THE GX2 IS the most powerful graphics card around today, but you pay the price and always get the feeling the gas mileage isn’t all that good. This, however, seems to deliver customer satisfaction of the utmost degree. Tweakers at TT got hold of a non-discriminate, reference-designed 9800GTX and ran the numbers. Although it’s a single GPU solution, you can tri-SLI these bad boys into what we’re sure to be record-breaking 3Dmarks... if only they hadn’t designed the card with 2x6 PCIe power connectors (meaning it’ll take a total of six to run tri-SLI). Spanking good performance.
On the other hand the GX2 is also being fired up in quad mode on several sites, namely PC Perspective, Anandtech, Xbit Labs and Guru 3D. It can be quite frustrating, it seems, to have a quad-SLI rig and still get relatively low gains over standard SLI. When it comes to AA+AF the Quad SLI does come into its own, but standard frame rates aren’t benefitting all that much from the 4 GPUs. It does look like, in the end, the muscle is there, but there’s no brain coordinating the muscles to best effect. Quad-SLI kicks the competition all over the place in CoD4 4xAA, ET:QW and Stalker. Oblivion is AMD’s turf right now. A lot of games still show weird behaviour with GX2 and GX2x2.
EXPReview has worked out an interesting article comparing scaling performance in SLI between the 9600GT and the 8800GT across several driver releases.

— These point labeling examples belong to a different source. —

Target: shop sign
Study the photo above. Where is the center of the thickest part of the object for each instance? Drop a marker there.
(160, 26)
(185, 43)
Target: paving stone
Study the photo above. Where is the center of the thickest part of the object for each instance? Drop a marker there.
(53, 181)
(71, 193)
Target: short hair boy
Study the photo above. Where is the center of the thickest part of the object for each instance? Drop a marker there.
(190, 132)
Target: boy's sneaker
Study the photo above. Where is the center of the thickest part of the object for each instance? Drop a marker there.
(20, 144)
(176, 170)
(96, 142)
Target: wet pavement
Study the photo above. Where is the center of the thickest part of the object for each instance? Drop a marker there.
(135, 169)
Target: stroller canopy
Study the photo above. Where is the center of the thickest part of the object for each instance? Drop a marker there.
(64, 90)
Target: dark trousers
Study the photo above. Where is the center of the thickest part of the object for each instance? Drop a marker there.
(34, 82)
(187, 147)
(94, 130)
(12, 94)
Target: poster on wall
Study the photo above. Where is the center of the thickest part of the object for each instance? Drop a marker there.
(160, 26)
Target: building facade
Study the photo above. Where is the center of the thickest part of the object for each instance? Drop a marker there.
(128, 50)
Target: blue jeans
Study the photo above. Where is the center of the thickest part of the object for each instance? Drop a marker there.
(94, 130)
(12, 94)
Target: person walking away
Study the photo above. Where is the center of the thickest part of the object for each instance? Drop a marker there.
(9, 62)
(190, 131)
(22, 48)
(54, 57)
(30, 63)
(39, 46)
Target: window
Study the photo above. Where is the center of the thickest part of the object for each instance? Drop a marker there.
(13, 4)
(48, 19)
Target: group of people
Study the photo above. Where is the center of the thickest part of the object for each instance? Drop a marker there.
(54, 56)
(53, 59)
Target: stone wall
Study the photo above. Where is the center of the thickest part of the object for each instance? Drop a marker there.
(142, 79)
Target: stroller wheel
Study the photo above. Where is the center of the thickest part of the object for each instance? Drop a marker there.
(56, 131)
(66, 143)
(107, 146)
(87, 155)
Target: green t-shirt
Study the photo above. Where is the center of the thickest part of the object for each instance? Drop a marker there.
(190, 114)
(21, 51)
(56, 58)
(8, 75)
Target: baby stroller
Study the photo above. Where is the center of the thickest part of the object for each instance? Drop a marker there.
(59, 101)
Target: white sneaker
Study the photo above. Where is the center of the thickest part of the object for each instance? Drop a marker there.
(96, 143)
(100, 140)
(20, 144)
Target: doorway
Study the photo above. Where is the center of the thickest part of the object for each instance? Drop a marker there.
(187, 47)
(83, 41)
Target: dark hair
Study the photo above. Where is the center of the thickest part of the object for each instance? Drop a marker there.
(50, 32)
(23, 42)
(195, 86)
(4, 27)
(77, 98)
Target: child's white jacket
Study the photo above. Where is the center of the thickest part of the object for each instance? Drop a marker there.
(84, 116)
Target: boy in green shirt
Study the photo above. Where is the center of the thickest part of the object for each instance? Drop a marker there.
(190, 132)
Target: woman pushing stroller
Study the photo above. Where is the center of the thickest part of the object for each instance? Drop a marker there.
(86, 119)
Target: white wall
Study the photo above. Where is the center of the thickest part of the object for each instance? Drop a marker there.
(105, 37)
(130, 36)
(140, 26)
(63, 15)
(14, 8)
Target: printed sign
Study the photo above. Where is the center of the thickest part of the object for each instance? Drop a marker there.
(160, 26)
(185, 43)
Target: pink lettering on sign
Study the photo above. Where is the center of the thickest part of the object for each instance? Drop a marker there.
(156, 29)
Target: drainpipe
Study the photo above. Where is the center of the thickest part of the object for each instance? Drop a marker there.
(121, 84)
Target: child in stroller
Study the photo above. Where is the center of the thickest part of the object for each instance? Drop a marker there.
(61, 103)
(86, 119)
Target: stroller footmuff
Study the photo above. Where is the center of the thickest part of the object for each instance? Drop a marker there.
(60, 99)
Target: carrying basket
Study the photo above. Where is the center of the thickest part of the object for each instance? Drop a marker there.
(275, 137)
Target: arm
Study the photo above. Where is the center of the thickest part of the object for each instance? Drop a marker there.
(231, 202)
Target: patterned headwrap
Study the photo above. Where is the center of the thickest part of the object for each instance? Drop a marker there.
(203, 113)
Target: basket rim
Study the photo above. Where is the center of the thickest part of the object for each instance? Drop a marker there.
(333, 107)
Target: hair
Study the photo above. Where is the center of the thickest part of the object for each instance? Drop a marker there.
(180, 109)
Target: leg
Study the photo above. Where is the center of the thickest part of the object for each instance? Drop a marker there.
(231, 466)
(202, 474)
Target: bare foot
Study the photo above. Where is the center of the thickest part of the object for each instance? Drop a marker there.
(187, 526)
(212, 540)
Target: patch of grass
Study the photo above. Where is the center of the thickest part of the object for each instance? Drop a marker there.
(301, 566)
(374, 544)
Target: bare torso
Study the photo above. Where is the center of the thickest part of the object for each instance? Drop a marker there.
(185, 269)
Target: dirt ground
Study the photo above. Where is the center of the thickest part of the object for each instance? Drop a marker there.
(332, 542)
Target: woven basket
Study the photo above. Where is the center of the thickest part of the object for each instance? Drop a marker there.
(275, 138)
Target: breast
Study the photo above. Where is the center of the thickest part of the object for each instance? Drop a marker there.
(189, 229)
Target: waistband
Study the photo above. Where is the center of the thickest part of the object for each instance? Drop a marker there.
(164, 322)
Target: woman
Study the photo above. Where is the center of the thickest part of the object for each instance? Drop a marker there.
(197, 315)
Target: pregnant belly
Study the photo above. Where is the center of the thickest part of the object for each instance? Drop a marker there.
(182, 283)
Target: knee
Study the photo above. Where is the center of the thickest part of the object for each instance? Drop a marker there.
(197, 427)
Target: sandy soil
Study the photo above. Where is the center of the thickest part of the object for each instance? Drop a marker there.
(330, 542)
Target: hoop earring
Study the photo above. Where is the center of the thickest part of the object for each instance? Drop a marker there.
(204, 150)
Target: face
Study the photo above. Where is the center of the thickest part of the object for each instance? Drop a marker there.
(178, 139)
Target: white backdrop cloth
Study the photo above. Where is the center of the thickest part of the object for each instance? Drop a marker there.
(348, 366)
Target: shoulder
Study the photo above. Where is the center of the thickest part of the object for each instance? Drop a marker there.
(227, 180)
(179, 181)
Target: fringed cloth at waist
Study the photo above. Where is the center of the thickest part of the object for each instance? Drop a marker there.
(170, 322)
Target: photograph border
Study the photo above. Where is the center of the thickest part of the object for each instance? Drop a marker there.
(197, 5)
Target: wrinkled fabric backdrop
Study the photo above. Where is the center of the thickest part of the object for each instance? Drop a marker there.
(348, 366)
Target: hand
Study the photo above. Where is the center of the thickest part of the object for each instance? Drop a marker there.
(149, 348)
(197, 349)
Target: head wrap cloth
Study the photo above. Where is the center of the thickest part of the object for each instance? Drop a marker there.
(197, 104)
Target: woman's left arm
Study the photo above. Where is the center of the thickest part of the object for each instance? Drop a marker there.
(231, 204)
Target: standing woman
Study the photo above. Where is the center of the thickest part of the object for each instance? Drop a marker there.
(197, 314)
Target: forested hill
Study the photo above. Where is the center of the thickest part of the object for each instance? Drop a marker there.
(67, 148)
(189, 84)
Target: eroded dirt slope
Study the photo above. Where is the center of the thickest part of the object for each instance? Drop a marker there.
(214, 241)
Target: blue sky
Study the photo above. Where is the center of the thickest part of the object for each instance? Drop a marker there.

With the release of the latest ForceWard drivers, they hooked up the cards, two by two and unleashed driver dreariness on them. 8800GT SLI keeps on receiving decent performance upgrades with each new release, with SLI efficiency jumping as high as 50% in a single game (Bioshock). However, the 9600GT SLI exceeds even the 8800GT. You can extrapolate some figures for your own rig from what you read here, so it really is highly educational. Kewl.
If there’s a segment in which ATI has made a dent it’s what we’d call "home entertainment GPUs". ATI’s 55nm RV6xx series is low power, low price and has lots of neat features in it, ideal for HTPCs and low-budget computers alike. Extremetech has a review of Sapphire’s HD 3650 and tries to answer the 100-dollar question: does it suffice? Well, yes, thinks Jason. Although it’s no 8800GT, it does allow you to game fairly well in all types of games, with some details cut down. In the end it still does score about five times as much as any IGP in 3DMark06, so there you have it.
BigBruin is in possession of an Aeneon XTune 1GB DDR2-1066 Dual Channel memory kit. Granted 2x512MB might seem of little consequence to many enthusiasts, as they usually tend to fill their slots from the start – but you might consider picking up the 2GB kit which is pretty much more of the same – good performance at a reasonable price. Apparently Aeneon also has DDR2-1142 which BB is yearning to take a look at. Read the review here. µ
8 GPUs on the 4 GX2s is it not?

There would seem to be a shortage of coders that know how to get the best from a slew of recent cards; is there a problem between the 'bus' linking the hardware peeps with the software peeps, or maybe they're just taking their time getting it right.

Maybe get the VJs and video installations people having a say in this - they'd be loving as many graphics cards and GPUs as they can get on a single machine.
Riiiiiiiiight so 2 cards is quad now is it, since they're dual GPU cards.

So then one card with two GPUs is now a dual card equivalent?

I had figured since three-SLI is 3 cards, then quad meant 4 cards. So three-SLI using GX2's is going to be called Hex then? Is there any consistency in the naming process?